Das mit der überständigen Ware ist hochinteressant. Überständig sind zum Beispiel heute T-Shirts mit dem Aufdruck "Obama Superstar" oder "CSU - die Zukunft Bayerns". Man kann so was gerade noch als Schlafhemd anziehen, wenn man nicht besonders wählerisch ist. Oder man verkauft zwei Waggons mit bedruckten Hemden "Bistum Augsburg, Mixa unsere Zuversicht" nach Togo, wo es nicht so schlimm ist, wenn ein Juju-Mann mal einen Stich von Piranesi mit dem Gürtel schlägt. Es gibt übrigens auf der CD "Endless Wire" von The Who, die 2006 erschien, ein leicht garstiges Lied über Bischöfe: A man in a purple dress, ein Mann im purpurnen Kleid. Zwar waren The Who, wie fast alles, früher viel besser, aber trotzdem ist dieser Song für Anhänger des Postklerikalismus hörenswert.

Schwer überständig sind schon jetzt alle Arten von WM-Artikeln. Der scheußliche Spanier hat mit unmittelmeerischer Disziplin die Deutschen aus dem Rennen geworfen und zu traurigen kleinen Männern gemacht.
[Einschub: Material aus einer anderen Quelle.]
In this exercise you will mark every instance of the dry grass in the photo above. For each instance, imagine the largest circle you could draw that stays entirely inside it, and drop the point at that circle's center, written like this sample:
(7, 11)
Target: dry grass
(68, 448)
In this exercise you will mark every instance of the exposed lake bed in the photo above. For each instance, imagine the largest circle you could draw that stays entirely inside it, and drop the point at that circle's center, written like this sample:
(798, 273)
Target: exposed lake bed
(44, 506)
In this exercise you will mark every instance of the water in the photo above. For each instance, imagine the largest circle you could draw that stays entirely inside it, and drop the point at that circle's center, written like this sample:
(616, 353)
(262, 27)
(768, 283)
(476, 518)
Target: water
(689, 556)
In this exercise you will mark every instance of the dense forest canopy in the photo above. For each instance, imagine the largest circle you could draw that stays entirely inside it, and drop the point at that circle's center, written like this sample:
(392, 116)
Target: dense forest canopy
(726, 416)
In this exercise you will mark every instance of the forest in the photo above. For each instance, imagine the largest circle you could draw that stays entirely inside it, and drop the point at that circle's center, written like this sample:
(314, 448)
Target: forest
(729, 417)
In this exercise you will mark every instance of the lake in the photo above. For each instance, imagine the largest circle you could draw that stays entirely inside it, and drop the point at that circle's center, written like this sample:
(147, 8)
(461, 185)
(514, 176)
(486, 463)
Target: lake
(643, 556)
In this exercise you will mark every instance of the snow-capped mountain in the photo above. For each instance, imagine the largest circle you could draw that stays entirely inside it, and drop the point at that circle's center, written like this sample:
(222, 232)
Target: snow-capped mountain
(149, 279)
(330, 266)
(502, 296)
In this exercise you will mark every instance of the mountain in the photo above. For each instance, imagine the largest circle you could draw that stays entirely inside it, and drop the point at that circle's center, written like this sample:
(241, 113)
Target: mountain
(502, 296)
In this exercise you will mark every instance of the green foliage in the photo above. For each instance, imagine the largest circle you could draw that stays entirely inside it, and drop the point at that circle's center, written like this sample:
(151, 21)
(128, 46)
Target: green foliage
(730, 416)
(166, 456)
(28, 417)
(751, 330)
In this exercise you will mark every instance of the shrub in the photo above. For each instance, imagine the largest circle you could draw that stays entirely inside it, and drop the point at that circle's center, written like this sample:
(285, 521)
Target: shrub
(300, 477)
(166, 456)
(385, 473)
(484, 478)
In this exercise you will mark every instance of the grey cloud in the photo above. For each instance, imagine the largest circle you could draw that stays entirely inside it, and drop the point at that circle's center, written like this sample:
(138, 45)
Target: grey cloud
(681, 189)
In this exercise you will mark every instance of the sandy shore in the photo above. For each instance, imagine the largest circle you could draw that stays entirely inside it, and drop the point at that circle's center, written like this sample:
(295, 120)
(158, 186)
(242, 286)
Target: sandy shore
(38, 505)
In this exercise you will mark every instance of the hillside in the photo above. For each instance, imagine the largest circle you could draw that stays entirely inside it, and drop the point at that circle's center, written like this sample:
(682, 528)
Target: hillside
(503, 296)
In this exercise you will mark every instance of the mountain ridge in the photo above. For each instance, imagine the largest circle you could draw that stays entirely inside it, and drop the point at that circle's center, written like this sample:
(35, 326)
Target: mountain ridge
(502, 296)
Nachdem nun Schweinsteiger, Müller, Klose etc. gegen die Urus spielen müssen (die Lautfolge Uru lässt an die Morlocks aus der Zeitmaschine von H.G. Wells denken), will man keine Vuvuzelas (das ist garantiert das einzige Mal, dass dieses Unwort in dieser Kolumne auftaucht), keine schwarzrotgoldenen Gummibären und keine Unterhosen in Deutschlandfarben mehr kaufen. All diese Dinge sind überständig, sie tragen den Modergeruch des Gewesenen an sich. Bald werden die großen Deutschlandfahnen von Hirten in der Mongolei zu Sommerjurten verarbeitet werden.
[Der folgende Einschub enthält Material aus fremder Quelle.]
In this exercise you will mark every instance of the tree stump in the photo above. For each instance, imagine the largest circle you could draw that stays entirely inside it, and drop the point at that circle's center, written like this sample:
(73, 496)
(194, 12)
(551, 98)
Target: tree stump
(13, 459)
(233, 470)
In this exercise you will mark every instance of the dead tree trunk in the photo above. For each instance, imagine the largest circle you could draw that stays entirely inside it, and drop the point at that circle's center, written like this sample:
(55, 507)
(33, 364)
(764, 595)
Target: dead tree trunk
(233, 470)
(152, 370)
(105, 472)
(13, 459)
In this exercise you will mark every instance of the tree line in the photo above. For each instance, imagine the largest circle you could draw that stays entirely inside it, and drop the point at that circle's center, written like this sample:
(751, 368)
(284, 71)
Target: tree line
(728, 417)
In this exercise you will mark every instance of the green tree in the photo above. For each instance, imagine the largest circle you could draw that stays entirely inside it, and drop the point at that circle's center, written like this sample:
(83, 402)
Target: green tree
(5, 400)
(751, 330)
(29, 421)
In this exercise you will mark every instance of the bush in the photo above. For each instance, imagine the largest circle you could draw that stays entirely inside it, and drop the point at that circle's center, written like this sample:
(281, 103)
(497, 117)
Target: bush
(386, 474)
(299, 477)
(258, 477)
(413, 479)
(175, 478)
Als Mensch, der unabhängig von Sportereignissen moderat national denkt, wurde man in letzter Zeit wiederholt von Melancholie überfallen. Auf dem Weg zur Arbeit an Kant, Mahler und den Dom von Speyer denkend, überrollte man mit dem Auto immer wieder kleine Deutschland-Flaggen, die es von Opeln oder Hyundais geweht hatte. Es ist ja schön, dass viele Leute, und sei es wegen Schweinsteiger, wieder Deutschland tragen. Aber leider ist es das Plastikfähnchen-Grillwurst-alles-für einen-Euro-Doitschland, das jetzt gegen die Morlocks spielt.